Gadolinium nanogel loading was determined on nanoparticle suspensions by ICP-OES. The nanoparticle suspension was incubated overnight in a 1:3 (v/v) mixture of HCl (37%) and HNO₃ (69%). Volumetric dilutions were carried out to achieve an appropriate Gd concentration within the working range of the method. Samples were analysed using Thermo Scientific iCAP 6300 series Duo ICP spectrometer. Gd emission intensity was correlated to Gd concentration by means of a calibration curve which was previously established from Gd(NO₃)₃ ICP-OES standard. Solutions used for the calibration were obtained by dilution of increasing amounts of Gd(NO₃)₃ standard with unloaded nanogels previously incubated under acidic conditions, as described above.

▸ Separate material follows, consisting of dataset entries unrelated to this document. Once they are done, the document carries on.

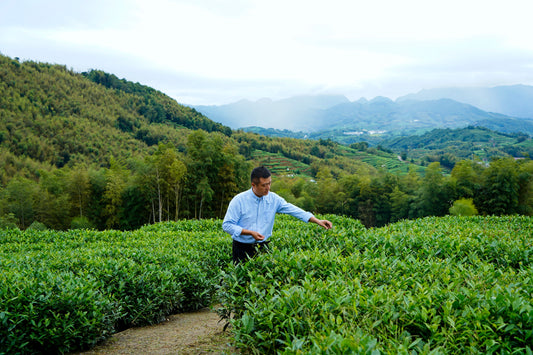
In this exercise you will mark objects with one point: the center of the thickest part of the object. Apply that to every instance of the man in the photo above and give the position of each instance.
(250, 216)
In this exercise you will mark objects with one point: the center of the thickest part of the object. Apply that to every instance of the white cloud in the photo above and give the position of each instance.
(252, 48)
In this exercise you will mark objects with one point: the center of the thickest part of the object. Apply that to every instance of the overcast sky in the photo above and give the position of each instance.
(216, 52)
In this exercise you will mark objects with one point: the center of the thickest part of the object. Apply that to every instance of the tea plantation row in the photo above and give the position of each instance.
(429, 286)
(66, 291)
(434, 285)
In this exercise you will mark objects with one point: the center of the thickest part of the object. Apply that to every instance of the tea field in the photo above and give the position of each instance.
(451, 285)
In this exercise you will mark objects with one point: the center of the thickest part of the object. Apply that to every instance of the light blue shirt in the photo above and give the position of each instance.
(247, 211)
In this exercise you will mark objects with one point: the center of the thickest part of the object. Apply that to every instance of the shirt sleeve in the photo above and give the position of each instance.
(231, 219)
(295, 211)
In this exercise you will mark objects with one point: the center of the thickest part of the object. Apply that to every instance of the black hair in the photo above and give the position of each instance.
(259, 172)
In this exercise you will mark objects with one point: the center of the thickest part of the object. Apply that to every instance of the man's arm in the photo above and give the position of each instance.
(257, 236)
(321, 222)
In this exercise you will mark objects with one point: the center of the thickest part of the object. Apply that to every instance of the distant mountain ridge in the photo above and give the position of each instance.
(405, 116)
(293, 113)
(515, 100)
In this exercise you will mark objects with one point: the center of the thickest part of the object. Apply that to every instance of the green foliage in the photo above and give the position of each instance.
(35, 225)
(121, 155)
(65, 291)
(81, 223)
(448, 145)
(463, 207)
(433, 285)
(8, 221)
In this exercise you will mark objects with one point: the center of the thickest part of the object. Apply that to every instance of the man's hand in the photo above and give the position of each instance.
(256, 235)
(322, 222)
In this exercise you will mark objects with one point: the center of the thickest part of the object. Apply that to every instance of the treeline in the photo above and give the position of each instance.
(166, 185)
(56, 117)
(169, 185)
(95, 151)
(504, 187)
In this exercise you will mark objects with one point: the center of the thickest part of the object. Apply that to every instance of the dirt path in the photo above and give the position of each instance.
(187, 333)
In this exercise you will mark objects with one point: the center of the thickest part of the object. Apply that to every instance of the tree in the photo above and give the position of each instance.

Mid-log phase bacteria were resuspended in PBS to a concentration of 5 × 10⁶ colony forming units (CFU)/mL. Next, 20 µL bacterial suspension was mixed with 30 µL PBS containing increasing concentrations of SAAP-148, PVA-lyophilized and redispersed SAAP-148-loaded nanogels or placebo nanogels and 50 µL of filtered, inactivated and centrifuged human plasma (Sanquin, Leiden, The Netherlands) in polypropylene V-shaped 96-well microplates. After incubation for 4 h or 24 h at 37 °C under rotation at 200 rpm using an orbital shaker, 10-fold serial dilutes were made and plated onto MH agar plates to determine the number of viable bacteria. Results are expressed as lethal concentration (LC)_99.9, i.e., the lowest concentration of SAAP-148 killing 99.9% of the inoculum.

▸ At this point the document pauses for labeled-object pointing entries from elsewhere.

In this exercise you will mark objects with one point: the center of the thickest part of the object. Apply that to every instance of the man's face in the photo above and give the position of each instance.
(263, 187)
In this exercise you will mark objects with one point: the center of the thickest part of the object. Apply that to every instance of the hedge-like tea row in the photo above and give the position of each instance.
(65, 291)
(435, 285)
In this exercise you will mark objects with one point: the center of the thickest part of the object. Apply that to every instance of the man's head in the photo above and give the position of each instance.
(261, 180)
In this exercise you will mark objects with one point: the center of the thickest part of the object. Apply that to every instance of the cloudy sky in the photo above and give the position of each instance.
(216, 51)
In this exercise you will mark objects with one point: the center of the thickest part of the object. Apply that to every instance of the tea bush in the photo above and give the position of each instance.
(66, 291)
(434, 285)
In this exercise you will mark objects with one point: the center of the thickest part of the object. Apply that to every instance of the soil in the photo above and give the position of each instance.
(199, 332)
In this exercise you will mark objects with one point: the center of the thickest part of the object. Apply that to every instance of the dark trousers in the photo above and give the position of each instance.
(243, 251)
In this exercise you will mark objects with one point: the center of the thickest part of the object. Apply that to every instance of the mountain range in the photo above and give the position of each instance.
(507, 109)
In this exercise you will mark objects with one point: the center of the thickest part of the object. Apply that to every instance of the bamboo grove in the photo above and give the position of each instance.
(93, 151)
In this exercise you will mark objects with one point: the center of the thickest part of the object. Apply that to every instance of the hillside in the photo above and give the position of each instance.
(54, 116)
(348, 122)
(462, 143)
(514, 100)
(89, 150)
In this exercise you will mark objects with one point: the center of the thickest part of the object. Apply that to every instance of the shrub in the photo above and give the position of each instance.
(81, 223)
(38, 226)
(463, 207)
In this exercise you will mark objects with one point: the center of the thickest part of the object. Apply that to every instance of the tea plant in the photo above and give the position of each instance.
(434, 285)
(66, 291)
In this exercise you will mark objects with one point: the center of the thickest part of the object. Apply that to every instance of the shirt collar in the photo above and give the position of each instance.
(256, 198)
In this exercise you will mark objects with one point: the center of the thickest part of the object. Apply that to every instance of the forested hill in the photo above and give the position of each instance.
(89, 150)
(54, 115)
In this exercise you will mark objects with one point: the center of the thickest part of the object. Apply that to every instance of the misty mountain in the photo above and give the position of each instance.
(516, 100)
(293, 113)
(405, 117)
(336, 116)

HSEs were exposed to SAAP-148, lyophilized and redispersed SAAP-148-loaded nanogels or placebo nanogels at the desired concentrations in PBS for 4 h including 1% (v/v) Triton^TM X-100 as positive control and PBS as negative control. Afterwards, LDH release from dead cells to the basal medium was detected by the Cytotoxicity Detection Kit according to manufacturer’s instructions. Furthermore, the HSEs were cut out, transferred to 24-well flat-bottom culture plates, and exposed to WST-1 reagent in DMEM medium overnight to determine the metabolic activity of the cells in the models. Read-out of medium solutions without the HSEs was performed according to manufacturer’s protocol. Results are expressed as percentage cytotoxicity or metabolic activity relative to controls.

HSEs were changed to antibiotic-free medium at least two days before infection with GFP-producing MRSA. Bacteria were added to the HSEs at a concentration of 1 × 10⁸ CFU/model, spun down on top of the HSEs for 2 min at 300× g, and incubated for 1 h at 37 °C and 5% CO₂ to infect the HSEs. After infection, the bacterial suspension was removed, and the HSEs were treated with TAMRA-SAAP-148 or PVA-lyophilized and redispersed TAMRA-SAAP-148-loaded nanogels in PBS for 4 h after which the HSEs were fixed in 1% (v/v) PFA for 1 h at 4 °C. HSEs were washed and stored in PBS at 4 °C until staining. Cell culture inserts were blocked with PBS containing 1% (w/v) BSA and 0.3% (v/v) Triton^TM X-100 (PBT) for 15 min at room temperature. Transparent membranes were removed from plastic inserts with a scalpel and the membranes were incubated with Phalloidin Alexa Fluor 405 diluted 1:50 (v/v) and DAPI diluted 1:100 (v/v) in PBT for 2 h at 4 °C. Membranes were washed three times in PBS and three times in demineralized water, then placed on a glass slide, and treated with ProLong Diamond Antifade mountant. All samples were imaged with a Leica SP-8 upright confocal microscope and 3D images were produced using a Leica SP8 WLL-2 inverted confocal microscope (Leica Microsystems, Wetzlar, Germany).